[英]How to get frequency counts on two variables in R?
I looking for a way to get a frequency count out of an R data frame based on two values. 我正在寻找一种基于两个值从R数据帧中获取频率计数的方法。 I've tried a few different syntaxes and I'm fairly new at R.
我尝试了几种不同的语法,而我在R上还是一个新手。
> table(frequency.data.frame$value,frequency.data.frame$value_x)[!is.na(frequency.data.frame$id),]

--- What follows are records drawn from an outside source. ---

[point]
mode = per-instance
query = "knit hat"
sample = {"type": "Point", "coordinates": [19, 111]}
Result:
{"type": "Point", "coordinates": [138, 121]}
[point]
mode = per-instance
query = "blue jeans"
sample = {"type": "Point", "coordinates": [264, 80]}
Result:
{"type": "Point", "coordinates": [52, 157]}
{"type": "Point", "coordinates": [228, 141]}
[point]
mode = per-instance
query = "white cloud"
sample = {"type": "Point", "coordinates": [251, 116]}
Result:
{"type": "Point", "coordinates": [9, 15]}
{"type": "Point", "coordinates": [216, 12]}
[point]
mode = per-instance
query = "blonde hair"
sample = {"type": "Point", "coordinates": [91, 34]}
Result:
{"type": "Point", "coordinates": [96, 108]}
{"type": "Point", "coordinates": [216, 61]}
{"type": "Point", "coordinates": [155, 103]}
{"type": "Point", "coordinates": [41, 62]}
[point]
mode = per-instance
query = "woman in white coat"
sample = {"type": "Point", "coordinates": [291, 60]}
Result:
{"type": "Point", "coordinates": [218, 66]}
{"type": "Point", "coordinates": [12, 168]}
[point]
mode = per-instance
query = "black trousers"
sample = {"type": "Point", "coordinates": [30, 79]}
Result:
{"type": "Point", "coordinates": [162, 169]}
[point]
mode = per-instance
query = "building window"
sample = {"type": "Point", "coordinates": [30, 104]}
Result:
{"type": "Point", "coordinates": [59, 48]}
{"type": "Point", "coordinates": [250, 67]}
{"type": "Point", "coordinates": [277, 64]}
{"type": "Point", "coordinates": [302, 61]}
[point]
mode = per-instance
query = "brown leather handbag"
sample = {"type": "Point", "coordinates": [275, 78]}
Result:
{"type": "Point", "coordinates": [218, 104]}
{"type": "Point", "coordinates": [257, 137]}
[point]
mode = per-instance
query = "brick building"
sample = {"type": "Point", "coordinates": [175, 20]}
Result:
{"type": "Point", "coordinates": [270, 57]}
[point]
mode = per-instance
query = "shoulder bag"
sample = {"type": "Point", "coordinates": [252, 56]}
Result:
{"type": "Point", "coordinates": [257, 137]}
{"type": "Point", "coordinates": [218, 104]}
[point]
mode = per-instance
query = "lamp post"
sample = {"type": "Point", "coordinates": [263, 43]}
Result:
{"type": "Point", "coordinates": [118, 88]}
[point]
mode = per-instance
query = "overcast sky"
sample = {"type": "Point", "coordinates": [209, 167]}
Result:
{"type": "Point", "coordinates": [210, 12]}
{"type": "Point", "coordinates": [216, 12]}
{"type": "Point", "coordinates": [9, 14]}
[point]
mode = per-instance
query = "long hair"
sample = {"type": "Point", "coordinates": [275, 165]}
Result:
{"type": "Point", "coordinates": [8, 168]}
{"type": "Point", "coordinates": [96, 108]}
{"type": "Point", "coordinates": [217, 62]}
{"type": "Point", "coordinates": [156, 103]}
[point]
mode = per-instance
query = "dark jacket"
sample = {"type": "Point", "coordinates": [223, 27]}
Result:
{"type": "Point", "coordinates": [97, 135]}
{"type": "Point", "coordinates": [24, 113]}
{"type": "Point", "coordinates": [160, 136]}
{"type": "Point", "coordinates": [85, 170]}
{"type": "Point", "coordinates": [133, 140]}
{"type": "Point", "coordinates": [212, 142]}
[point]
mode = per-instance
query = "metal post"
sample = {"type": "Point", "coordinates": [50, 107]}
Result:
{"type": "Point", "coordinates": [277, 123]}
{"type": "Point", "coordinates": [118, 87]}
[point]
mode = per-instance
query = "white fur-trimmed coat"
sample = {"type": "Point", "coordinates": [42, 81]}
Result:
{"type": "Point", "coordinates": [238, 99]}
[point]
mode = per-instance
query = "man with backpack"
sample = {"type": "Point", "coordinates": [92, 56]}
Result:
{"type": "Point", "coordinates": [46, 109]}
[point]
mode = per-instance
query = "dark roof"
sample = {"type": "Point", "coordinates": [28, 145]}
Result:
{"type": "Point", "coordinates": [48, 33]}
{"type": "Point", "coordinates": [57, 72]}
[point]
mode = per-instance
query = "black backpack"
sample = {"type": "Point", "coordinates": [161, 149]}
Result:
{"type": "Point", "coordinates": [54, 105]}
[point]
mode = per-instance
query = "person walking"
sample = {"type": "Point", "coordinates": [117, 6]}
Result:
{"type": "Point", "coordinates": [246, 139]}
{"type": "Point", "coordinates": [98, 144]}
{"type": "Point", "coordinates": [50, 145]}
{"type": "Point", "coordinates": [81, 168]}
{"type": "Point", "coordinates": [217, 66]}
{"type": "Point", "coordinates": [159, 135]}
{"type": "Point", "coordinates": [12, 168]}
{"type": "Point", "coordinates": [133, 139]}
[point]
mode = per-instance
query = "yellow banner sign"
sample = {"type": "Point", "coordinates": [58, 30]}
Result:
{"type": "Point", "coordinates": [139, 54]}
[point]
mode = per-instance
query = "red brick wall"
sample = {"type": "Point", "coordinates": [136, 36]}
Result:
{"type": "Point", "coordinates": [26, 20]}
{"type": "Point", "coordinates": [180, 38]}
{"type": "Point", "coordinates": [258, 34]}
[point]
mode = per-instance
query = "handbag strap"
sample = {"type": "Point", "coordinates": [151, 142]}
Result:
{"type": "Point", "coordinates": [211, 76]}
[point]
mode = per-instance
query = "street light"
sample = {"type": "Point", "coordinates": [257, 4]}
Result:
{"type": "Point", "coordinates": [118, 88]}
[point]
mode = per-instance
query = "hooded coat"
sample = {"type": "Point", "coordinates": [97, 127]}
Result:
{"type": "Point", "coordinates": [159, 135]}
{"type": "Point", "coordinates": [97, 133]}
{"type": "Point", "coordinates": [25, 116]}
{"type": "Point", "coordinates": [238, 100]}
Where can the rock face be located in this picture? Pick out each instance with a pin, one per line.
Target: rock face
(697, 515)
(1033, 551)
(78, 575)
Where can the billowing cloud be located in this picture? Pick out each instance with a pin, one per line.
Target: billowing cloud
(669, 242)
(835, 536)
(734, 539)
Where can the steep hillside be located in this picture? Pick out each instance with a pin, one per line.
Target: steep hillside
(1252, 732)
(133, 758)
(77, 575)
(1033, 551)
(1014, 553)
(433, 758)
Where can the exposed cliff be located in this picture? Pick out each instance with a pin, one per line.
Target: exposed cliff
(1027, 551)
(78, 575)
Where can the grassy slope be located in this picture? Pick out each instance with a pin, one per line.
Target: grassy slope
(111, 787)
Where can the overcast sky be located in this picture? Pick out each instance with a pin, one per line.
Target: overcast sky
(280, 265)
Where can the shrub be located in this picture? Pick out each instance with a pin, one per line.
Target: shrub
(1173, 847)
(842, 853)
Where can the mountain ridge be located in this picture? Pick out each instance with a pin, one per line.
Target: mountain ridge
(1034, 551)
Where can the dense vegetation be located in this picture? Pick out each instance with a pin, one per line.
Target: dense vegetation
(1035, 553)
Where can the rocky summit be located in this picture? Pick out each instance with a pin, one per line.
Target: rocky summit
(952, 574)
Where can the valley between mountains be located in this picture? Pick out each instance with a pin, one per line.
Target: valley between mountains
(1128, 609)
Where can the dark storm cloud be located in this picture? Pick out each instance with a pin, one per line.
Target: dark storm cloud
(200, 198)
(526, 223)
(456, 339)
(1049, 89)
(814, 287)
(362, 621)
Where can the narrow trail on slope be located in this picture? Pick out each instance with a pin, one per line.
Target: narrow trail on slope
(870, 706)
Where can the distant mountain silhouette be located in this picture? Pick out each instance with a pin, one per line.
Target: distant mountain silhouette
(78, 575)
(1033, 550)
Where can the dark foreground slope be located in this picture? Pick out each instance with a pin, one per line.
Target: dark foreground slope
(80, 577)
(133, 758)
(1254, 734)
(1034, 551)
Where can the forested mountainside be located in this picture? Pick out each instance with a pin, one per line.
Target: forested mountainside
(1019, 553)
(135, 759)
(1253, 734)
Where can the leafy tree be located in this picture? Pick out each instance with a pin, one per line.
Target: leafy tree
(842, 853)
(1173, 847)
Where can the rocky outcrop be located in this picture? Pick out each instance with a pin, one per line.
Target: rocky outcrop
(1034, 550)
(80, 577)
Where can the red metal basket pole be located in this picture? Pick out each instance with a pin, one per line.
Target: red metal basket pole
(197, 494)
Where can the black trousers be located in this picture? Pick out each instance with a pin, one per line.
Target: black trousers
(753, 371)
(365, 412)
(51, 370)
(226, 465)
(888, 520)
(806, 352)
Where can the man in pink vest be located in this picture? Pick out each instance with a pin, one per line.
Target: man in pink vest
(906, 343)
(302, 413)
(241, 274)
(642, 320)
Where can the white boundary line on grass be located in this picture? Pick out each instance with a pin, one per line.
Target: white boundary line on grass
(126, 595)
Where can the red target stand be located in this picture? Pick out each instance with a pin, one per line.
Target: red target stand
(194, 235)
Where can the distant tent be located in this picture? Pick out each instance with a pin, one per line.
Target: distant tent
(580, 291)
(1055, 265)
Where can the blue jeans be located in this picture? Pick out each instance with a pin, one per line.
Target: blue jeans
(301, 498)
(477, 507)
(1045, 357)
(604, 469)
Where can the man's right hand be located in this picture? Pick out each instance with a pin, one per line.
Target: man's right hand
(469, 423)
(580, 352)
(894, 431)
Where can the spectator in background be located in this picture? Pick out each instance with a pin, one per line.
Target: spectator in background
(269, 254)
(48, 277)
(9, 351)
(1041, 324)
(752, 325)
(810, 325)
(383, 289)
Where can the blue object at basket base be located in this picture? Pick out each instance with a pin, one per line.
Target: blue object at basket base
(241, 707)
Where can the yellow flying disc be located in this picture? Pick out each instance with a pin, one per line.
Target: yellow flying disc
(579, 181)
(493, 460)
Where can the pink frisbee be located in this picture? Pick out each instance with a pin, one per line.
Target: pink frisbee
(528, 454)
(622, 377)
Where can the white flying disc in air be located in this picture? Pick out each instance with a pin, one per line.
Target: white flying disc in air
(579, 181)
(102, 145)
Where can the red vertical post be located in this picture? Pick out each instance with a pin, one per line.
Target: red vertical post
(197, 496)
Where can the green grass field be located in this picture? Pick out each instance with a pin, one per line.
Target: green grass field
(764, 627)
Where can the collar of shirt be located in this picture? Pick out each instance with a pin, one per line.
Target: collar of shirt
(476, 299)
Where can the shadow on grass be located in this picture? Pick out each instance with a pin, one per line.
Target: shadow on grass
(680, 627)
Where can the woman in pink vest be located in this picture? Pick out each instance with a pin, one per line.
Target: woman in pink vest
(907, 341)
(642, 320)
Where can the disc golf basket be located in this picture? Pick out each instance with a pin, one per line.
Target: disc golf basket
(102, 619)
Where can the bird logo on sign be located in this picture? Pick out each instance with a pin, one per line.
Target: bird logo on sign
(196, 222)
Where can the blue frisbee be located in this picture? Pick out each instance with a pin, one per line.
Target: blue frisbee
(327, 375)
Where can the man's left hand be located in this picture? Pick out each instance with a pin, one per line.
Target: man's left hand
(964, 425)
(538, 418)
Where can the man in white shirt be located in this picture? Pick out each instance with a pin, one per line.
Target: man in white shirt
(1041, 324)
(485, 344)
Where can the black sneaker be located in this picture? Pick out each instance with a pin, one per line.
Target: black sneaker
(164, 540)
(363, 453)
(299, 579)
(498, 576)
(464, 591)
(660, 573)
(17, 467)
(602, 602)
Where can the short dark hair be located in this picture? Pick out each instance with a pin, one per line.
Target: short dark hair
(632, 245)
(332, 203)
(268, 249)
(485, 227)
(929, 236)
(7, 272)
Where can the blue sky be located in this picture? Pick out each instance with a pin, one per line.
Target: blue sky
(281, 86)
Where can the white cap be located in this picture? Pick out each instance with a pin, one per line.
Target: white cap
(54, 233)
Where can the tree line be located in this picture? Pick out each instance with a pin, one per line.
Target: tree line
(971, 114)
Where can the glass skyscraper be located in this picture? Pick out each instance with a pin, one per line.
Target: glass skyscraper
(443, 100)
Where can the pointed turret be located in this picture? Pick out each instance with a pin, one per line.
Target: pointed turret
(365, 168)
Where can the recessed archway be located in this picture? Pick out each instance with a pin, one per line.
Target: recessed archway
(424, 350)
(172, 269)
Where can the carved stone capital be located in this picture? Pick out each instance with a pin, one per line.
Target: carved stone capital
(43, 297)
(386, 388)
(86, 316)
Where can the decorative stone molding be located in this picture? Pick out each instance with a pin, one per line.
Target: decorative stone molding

Error in `[.default`(table(frequency.data.frame$value, frequency.data.frame$value_x), :
(subscript) logical subscript too long
> table(frequency.data.frame$value,frequency.data.frame$value_x[!is.na(frequency.data.frame$id),])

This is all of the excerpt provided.